Black body and black body radiation
By Prevost’s theory of
exchanges, bodies in temperature equilibrium with their surroundings emit
radiation of the same character and intensity as that which they absorb.
Lampblack, for examples, possesses the power of absorbing nearly all the
radiation which is incident upon it and retains this power as its temperature
is raised. Such a body having the power to absorb radiation of all wave-lengths
completely is termed a black body. No
material surface absorbs all the radiant energy incident on it. Lampblack reflects
about 2% and so it approximates very closely to a black body. A black body is
realized experimentally by having a uniform temperature enclosure with an
aperture, small in comparison with the internal dimensions of the enclosure,
through which the radiation may emerge. The emission of thermal radiation from
and the absorption of radiation from and the absorption of radiation of all
wave-lengths passing into, such an enclosure is complete. This radiation from
such an enclosure is known as black body
radiation or more appropriately full
radiation. The smaller the aperture, the more completely is the radiation
black. So a correction is to be applied for the lack of blackness due to the
finite size of the aperture. This is due to the fact that some of the radiation
coming from the wall is able to escape out and the state of thermodynamic
equilibrium does not hold. This is avoided by Fery in his particular type of
black body.
Application of Kirchhoff’s law to astrophysics
Kirchhoff’s law was
responsible for the birth of two entirely new branches of science, astrophysics
(physics of the suns and stars) and spectroscopy.
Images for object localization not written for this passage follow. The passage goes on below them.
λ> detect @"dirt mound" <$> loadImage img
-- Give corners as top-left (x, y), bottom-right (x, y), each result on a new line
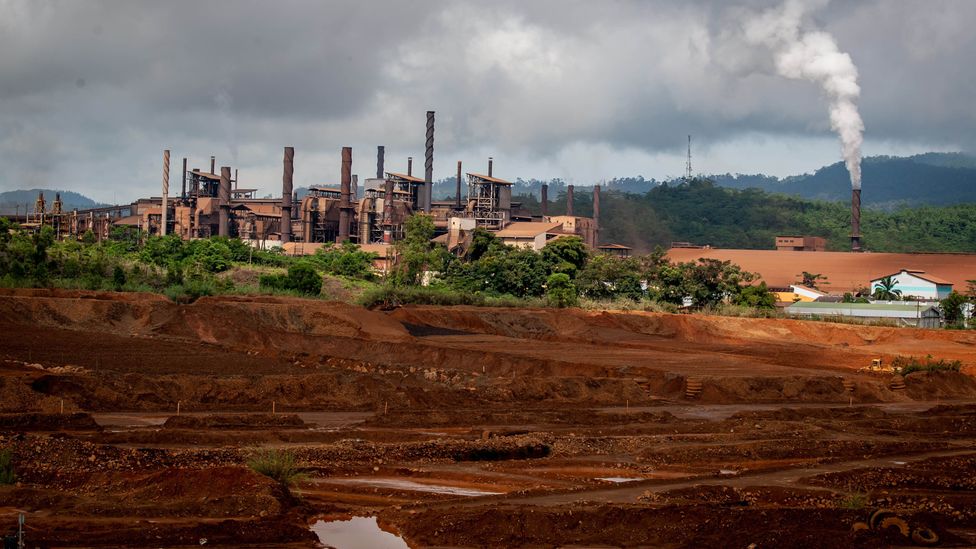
top-left (0, 412), bottom-right (101, 431)
top-left (162, 413), bottom-right (306, 430)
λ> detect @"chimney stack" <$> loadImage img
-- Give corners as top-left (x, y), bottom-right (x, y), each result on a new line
top-left (161, 150), bottom-right (169, 236)
top-left (383, 179), bottom-right (394, 244)
top-left (281, 147), bottom-right (294, 243)
top-left (851, 188), bottom-right (862, 252)
top-left (566, 185), bottom-right (575, 216)
top-left (592, 184), bottom-right (601, 247)
top-left (234, 168), bottom-right (238, 190)
top-left (424, 110), bottom-right (434, 213)
top-left (488, 157), bottom-right (493, 177)
top-left (540, 184), bottom-right (548, 217)
top-left (338, 146), bottom-right (352, 242)
top-left (352, 174), bottom-right (359, 201)
top-left (376, 146), bottom-right (385, 179)
top-left (181, 157), bottom-right (187, 200)
top-left (455, 160), bottom-right (463, 209)
top-left (210, 156), bottom-right (216, 174)
top-left (218, 166), bottom-right (231, 237)
top-left (407, 156), bottom-right (413, 177)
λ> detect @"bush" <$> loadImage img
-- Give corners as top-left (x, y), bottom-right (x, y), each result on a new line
top-left (359, 284), bottom-right (487, 309)
top-left (545, 273), bottom-right (577, 308)
top-left (893, 355), bottom-right (963, 376)
top-left (247, 449), bottom-right (305, 487)
top-left (838, 491), bottom-right (868, 509)
top-left (0, 448), bottom-right (15, 485)
top-left (260, 262), bottom-right (322, 296)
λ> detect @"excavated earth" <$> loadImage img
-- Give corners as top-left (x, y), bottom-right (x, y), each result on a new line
top-left (0, 288), bottom-right (975, 547)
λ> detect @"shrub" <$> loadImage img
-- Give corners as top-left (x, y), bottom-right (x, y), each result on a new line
top-left (359, 284), bottom-right (487, 309)
top-left (0, 448), bottom-right (15, 485)
top-left (260, 263), bottom-right (322, 296)
top-left (247, 449), bottom-right (305, 487)
top-left (893, 355), bottom-right (963, 376)
top-left (838, 491), bottom-right (868, 509)
top-left (545, 273), bottom-right (577, 308)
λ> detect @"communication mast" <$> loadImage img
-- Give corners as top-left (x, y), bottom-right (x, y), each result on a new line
top-left (685, 135), bottom-right (693, 182)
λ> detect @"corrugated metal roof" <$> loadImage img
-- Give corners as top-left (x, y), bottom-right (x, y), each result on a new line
top-left (467, 173), bottom-right (513, 185)
top-left (190, 170), bottom-right (221, 180)
top-left (496, 221), bottom-right (562, 238)
top-left (873, 269), bottom-right (953, 286)
top-left (386, 172), bottom-right (425, 184)
top-left (598, 243), bottom-right (633, 250)
top-left (786, 301), bottom-right (940, 318)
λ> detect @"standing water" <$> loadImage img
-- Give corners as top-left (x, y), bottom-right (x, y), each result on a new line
top-left (310, 516), bottom-right (409, 549)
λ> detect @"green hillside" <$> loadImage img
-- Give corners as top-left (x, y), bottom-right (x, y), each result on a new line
top-left (520, 179), bottom-right (976, 254)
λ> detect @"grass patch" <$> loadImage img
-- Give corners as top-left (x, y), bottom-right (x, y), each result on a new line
top-left (838, 491), bottom-right (868, 509)
top-left (893, 355), bottom-right (963, 376)
top-left (246, 449), bottom-right (306, 487)
top-left (0, 448), bottom-right (15, 485)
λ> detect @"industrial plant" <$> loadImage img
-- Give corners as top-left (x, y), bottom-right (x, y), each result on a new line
top-left (17, 111), bottom-right (599, 255)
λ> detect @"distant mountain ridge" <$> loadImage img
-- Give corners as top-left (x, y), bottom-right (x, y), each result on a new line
top-left (0, 189), bottom-right (106, 215)
top-left (710, 153), bottom-right (976, 208)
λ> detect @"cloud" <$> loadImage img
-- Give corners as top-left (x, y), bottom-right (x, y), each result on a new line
top-left (0, 0), bottom-right (973, 202)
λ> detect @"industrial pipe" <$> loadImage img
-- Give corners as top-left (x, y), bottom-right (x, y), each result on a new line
top-left (851, 188), bottom-right (862, 252)
top-left (376, 146), bottom-right (385, 179)
top-left (488, 157), bottom-right (493, 177)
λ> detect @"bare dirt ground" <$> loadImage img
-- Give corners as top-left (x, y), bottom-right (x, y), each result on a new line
top-left (1, 288), bottom-right (975, 547)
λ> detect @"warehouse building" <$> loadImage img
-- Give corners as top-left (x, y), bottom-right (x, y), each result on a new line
top-left (870, 269), bottom-right (954, 300)
top-left (785, 302), bottom-right (942, 328)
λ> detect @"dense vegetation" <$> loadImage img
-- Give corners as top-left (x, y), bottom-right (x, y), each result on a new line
top-left (516, 179), bottom-right (976, 253)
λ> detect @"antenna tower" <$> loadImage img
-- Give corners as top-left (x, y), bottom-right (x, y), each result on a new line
top-left (685, 135), bottom-right (692, 181)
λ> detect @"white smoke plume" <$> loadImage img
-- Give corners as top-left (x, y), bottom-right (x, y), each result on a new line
top-left (743, 0), bottom-right (864, 189)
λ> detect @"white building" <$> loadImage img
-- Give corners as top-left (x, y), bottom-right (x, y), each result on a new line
top-left (870, 269), bottom-right (953, 300)
top-left (786, 302), bottom-right (943, 328)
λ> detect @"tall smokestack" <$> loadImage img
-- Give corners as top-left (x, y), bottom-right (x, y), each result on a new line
top-left (488, 157), bottom-right (493, 177)
top-left (338, 146), bottom-right (352, 242)
top-left (851, 188), bottom-right (862, 252)
top-left (424, 110), bottom-right (434, 213)
top-left (352, 174), bottom-right (359, 201)
top-left (541, 184), bottom-right (549, 217)
top-left (407, 157), bottom-right (413, 177)
top-left (218, 166), bottom-right (231, 237)
top-left (383, 179), bottom-right (394, 244)
top-left (161, 150), bottom-right (169, 236)
top-left (281, 147), bottom-right (294, 243)
top-left (592, 184), bottom-right (601, 246)
top-left (210, 156), bottom-right (216, 174)
top-left (376, 146), bottom-right (385, 179)
top-left (566, 185), bottom-right (575, 216)
top-left (181, 157), bottom-right (187, 200)
top-left (234, 168), bottom-right (238, 190)
top-left (455, 160), bottom-right (462, 209)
In 1680 Newton had shown that the sunlight can be
decomposed by means of a prism into seven colors of the rainbow, but
Fraunhofer, who repeated the experiment in 1801 with better instruments, found
to hiss surprise that the spectrum was not continuous but crossed by dark
lines. He could not account for the origin of these dark lines, neither did any
of his contemporaries. But he realized their great importance, measured them
and catalogued their wave-lengths. He also investigated the light from stars
and found similar dark lines in their spectra. Other physicists, notably,
Fizeau observed that if the solar spectrum is examined side by side with the
spectrum from a sodium flame, the two yellow lines of the sodium spectrum
occupy the same place as the Fraunhofer D-lines in the solar spectrum. Similar
is the case with the hydrogen spectrum. Although these facts paved the way for
a possible solution, the dark lines of Fraunhofer remain unexplained, until
Kirchhoff completely solved the problem on the basis of his law.
Kirchhoff arrived at the
same law from thermodynamic reasoning and apply it to explain the dark lines as
follows:
Sodium can emit the D-lines
when it is excited; hence it can also absorb the same light when white light
falls upon it and allows other light to pass through it unaffected. The gases
in the outer cooler mantle round the sun, therefore, deprive the continuous
spectrum from the central mass of the lines they themselves can emit and give
rise to the dark lines. The D-lines (absorption spectrum of sodium) in the
Fraunhofer spectrum prove that there is sodium in the sun’s atmosphere.
Similarly, the other dark lines testify to the presence of their respective
elements in the sun’s atmosphere. The presence of dark lines in the spectra of
stars is accounted for in similar manner. It is by the analysis of such dark
lines, one is able to tell of what elements the analysis of such dark lines,
one is able to tell of what elements the cooler atmosphere surrounding the sun
and stars are composed.
Kirchhoff’s discovery is of
much greater importance than the mere success in explaining the fraunhofer
bands. It clearly asserts that every
different type of atom, when it is properly excited emits light of definite
wavelength which is characteristic of the atom.
Radiation pyrometers
Pyrometers are instruments
for measuring high temperatures by means of radiation. In most thermometers the
elements must be brought into contact with the body and if the temperature is
too high the element is likely to melt. The radiation method does not depend
upon contact with the body and so has not this limitation, but does assume that
the body is a perfect black body. Frequently this will not be so and as a
result the measured temperature will be lower than the actual.